A missing person is a person who has disappeared for usually unknown reasons.
Missing persons' photographs may be posted on bulletin boards, milk cartons, postcards, and websites, along with a phone number to be contacted if a sighting has been made.
People disappear for many reasons. Some individuals choose to disappear alone; most of these soon return. Reasons for non-identification may include:
- To escape child abuse, such as child physical abuse, emotional abuse, by a parent(s) / guardian(s) / sibling(s) (especially).
- Leaving home to live somewhere else under a new identity.
- Becoming the victim of kidnapping.
- Abduction (of a minor) by a non-custodial parent or other relative.
- Seizure by government officials without due process of law.
- Suicide in a remote location or under an assumed name (to spare their families the suicide at home, or to allow their deaths to be eventually declared in absentia).
- Victim of murder (body disguised, destroyed, or hidden).
- Mental illness or other ailments such as Alzheimer's Disease can cause someone to become lost, or they may not know how to identify themselves due to long term memory loss that causes them to forget where they live, the identity of family members or relatives or even their own names.
- Death by natural causes (disease) or accident far from home without identification.

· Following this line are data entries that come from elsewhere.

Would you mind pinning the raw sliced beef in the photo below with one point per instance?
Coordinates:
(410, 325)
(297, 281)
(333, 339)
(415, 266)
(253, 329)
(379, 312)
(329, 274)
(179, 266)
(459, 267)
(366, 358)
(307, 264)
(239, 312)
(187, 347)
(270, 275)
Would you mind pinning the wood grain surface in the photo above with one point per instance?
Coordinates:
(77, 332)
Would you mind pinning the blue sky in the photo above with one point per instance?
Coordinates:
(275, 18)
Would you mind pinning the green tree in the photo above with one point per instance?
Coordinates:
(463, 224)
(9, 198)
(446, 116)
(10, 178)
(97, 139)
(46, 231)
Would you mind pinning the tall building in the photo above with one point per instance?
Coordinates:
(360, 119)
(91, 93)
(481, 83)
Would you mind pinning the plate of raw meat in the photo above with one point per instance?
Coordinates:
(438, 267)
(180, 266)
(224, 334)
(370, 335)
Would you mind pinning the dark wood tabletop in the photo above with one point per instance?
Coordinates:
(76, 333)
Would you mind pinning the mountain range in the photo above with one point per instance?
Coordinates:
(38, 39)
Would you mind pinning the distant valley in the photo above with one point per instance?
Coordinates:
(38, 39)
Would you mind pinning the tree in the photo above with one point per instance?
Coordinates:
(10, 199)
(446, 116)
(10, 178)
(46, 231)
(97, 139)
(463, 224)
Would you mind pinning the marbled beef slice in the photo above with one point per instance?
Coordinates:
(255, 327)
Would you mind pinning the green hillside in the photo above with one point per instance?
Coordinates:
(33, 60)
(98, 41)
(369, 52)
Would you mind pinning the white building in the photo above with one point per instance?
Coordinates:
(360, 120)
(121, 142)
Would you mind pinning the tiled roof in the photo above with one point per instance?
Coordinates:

- Disappearance in order to take advantage of better employment or living conditions elsewhere.
- Sold into slavery, serfdom, sexual servitude, or other unfree labour.
- To avoid discovery of a crime or apprehension by law-enforcement authorities. (See also failure to appear).
- Joining a cult or other religious organization.
- To escape domestic abuse.
- To avoid war or persecution during a genocide.
- To escape famine or natural disaster.
Contents
U.S. statistics
By the end of 2005, there were 109,531 active missing person records according to the US Department of Justice. Children under the age of 18 account for 58,081 (53.03%) of the records and 11,868 (10.84%) were for young adults between the ages of 18 and 20.[1]
During 2005, 834,536 entries were made into the National Crime Information Center's missing person file, which was an increase of 0.51% from the 830,325 entered in 2004. Missing Person records that were cleared or canceled during the same period totaled 844,838. The reasons for these removals include: a law enforcement agency located the subject, the individual returned home, or the record had to be removed by the entering agency due to a determination that the record is invalid.[2]
Canadian statistics
Royal Canadian Mounted Police missing child statistics for a ten year period [3] show a total of 60,582 missing children in 2007.
Legal issues
A common misconception is that a person must be absent for at least 24 hours before being legally classed as missing, but this is rarely the case; in instances where there is evidence of violence or of an unusual absence, law enforcement agencies often stress the importance of beginning an investigation promptly.[4][5]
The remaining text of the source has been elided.